Toplum vicdanını yaralamadan, yargıya güveni sarsmadan toplumda ayrıştırmaya varacak derin çatlaklar oluşturulmadan şeffaf bir karar gecikmeden verilmeli. Aslolan’ın ceza olmayıp hukuk’un ihdası noktasında adaletin tecellisi olduğuna toplum inandırılmalıdır.

Geçmişte yaşanan bir dizi yargı kararlarının günümüzde hala vicdanları kanattığı unutulmamalıdır.

Yüzlerce faili meçhul ve karanlıkta kalmış olayların aydınlatılarak toplumdaki kuşkuların giderilmesi için vakit kaybedilmemelidir. İç barışın sağlanması noktasında devletimiz büyüklüğünü gösterip gerekirse özür dilemesinin yanında arşivleri de açarak yaşananları tarihin önüne sermelidir.

Geçmişle kavga ederek bir yere varamayacağımız görmeliyiz. Geçmişte yaşananlardan dersler alarak geleceğimizi şekillendirirken, geleceğe de yeni Türkiye’yi hep beraber el,ele vererek taşıyacağız.

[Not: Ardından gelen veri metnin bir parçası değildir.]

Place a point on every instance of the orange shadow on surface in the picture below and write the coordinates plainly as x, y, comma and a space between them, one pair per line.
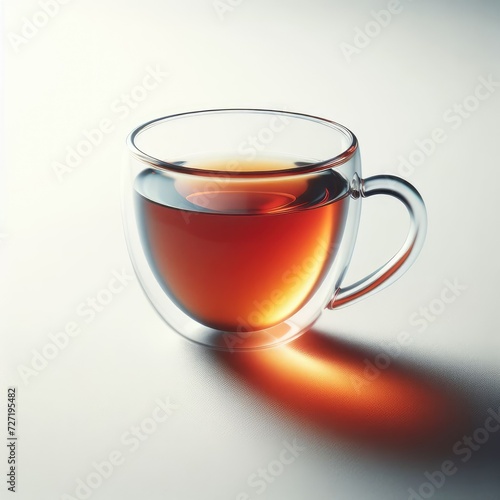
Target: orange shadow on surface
325, 382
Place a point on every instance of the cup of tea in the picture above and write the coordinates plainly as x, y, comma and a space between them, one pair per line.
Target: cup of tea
241, 223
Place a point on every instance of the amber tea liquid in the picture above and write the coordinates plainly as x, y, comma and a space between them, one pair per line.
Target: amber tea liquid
240, 255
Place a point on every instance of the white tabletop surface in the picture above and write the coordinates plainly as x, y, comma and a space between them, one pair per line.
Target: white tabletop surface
212, 427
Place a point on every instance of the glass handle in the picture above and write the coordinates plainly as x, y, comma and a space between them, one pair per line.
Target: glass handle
401, 262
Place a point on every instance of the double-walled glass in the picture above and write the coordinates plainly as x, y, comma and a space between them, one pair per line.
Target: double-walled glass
241, 223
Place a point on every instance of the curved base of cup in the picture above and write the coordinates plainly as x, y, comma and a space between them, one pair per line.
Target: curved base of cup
246, 340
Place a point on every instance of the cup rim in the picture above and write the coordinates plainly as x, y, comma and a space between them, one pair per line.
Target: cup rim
156, 163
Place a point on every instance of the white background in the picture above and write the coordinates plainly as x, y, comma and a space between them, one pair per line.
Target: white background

Yeni Türkiye insan hakları ve hukuk’un üstünlüğüne dayalı, tam bağımsız ve demokratik bir sosyal devlet anlayışını hayata geçirirken yargısı ve yasasıyla ilgili hiçbir şüpheye yer bırakmamalıdır. Vatandaşlık hukuk’u tanımı anayasa ile teminat altına alınarak eşit yurttaş profili gözler önüne serilmelidir.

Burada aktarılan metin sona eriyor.